Masire the tortoise: If Masire was outstanding as a minister, he did not live up to his billing as president. The one great malady that afflicted him was indecision. The man could just not make up his mind on most issues in reasonable time. For instance, in 1994, he took almost a week to form a cabinet, as if it was a jigsaw puzzle he was piecing together. (Pg 474)

Khama nearly quit politics
In March 2003, a certain Kabo Morwaeng, who had earlier defected to the opposition, applied for re-admission and was issued a membership card by the BDP executive secretary. However, his re-admission was done unilaterally. There had been no consensus among the party heavyweights. The Nkate-Merafhe faction did not have a problem with him, whereas the Kedikilwe-Kwelagobe faction strongly objected. Festus, who was generally pro the Nkate-Merafhe group, sided with their rivals; on the other hand, the vice president saw no reason why Morwaneng should not be signed up.

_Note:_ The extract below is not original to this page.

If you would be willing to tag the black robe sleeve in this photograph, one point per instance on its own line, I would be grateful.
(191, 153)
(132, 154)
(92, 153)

Later, in July of the same year, the vice president told me he had considered quitting politics over the Morwaeng affair, but he opted to stay chiefly because he did not want to leave the party at the mercy of elements bent on gratifying their own colossal egos, which in the long term would be detrimental to the party. I need not be direct about who these elements were, but the vice president made a wise decision. If he had left the party when it was a sinking ship, his father, who had founded it, would scarcely have smiled on him from yonder in Abraham's bosom.